For some of us. Unfortunately, not enough... :sad keanu:
(...or security wouldn't be such a widespread problem)
Are you talking about autonomous LLM projects that automatically write code? Yeah, no shit, I wouldn't run anything like that directly on any machine without sandboxing. My typical LLM use inside my editor is never in self-driving mode, there's not even cruise-control - I tell it exactly when to write, where to write and how to do it. Automated scripts never get run by LLM and don't get to run at all without prior precise and meticulous inspection. I'm not moving goalposts - at worst we're in disagreement on the level of pragmatics vs. paranoia, that's all.
I don't even get why people are so crazy about LLMs generating code - on both sides. LLMs for me personally are such a great tool for investigating things, for finding things, for bridging the gaps - the stuff that happens 10K feet above code writing. By the time I'm done gathering the details, code generation becomes an almost insignificant touch of the whole endeavor.
That exactly what it is. People's reaction is a default pattern-matching on "AI executes code on your machine." - Ay the horrors!. They have no idea of my cybersec posture, my network perimeter - vpn, firewall, malware protection, etc.
It's not like I'm giving the LLM root shell.
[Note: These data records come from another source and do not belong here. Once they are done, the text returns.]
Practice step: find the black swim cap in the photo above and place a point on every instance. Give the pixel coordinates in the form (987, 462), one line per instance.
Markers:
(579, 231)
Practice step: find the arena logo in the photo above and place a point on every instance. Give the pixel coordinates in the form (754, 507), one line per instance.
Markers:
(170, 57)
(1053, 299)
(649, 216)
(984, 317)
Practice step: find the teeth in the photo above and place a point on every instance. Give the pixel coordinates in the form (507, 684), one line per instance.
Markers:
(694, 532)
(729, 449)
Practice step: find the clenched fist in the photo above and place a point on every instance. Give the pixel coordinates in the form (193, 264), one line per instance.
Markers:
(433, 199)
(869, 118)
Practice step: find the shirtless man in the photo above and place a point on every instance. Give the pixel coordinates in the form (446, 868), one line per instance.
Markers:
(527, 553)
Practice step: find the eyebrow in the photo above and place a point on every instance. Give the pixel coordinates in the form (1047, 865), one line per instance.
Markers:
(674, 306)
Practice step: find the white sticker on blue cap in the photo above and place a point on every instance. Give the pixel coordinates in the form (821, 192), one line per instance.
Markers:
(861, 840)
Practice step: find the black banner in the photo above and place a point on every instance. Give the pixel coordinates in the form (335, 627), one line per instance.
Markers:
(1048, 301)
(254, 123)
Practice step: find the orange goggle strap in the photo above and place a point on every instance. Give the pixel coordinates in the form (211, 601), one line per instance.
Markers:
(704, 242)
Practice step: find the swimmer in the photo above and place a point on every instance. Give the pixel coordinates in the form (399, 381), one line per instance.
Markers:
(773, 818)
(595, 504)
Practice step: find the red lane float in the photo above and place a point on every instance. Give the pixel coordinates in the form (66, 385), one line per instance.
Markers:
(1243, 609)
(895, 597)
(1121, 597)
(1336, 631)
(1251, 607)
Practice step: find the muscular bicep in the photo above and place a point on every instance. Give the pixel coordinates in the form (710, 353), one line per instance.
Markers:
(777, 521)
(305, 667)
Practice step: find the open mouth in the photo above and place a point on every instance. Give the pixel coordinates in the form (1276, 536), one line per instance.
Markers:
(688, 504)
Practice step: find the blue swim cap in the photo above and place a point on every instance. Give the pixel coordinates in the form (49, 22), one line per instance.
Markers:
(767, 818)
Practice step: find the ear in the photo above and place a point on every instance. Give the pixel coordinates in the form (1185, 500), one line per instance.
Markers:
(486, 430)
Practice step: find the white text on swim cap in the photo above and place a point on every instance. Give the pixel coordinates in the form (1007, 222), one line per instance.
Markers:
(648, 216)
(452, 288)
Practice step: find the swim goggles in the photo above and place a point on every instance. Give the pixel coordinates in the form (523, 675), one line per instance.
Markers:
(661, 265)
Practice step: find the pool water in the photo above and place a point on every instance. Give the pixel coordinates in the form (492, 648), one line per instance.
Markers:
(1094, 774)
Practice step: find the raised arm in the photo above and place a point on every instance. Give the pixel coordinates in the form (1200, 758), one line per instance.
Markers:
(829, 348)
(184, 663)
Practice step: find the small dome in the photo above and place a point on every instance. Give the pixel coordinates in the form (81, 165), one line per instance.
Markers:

It's as if I said: "I learned how to juggle three chainsaws - so fun...", and people reacted as if I suggested doing that in a school bus full of children going 140kmh down the highway.
It's culturally fitting for HN - signaling caution is always socially safe. Nobody ever got criticized for saying "that sounds risky". But "I evaluated the risks and accepted the tradeoffs for my situation" is the actual, pragmatic engineering. Security is risk management, not risk elimination.
Yes, there are prompt injection risks, they are legit but that's the property of the LLM, not Emacs. A browser sandbox protects you from code you never chose to run. An editor integration runs code you asked for. These are different problems requiring different mitigations.
You guys keep patronizing me on this, you think I'm some truck driver/florist/butcher by day, and I put on my amateur coder suit at night? Just so you know, I spent years working on security.cisco.com team and went through SANS training and certification. Ever occurred to you that just maybe, perhaps, potentially, theoretically, hypothetically - I'm not completely, utterly ignorant about all this shit?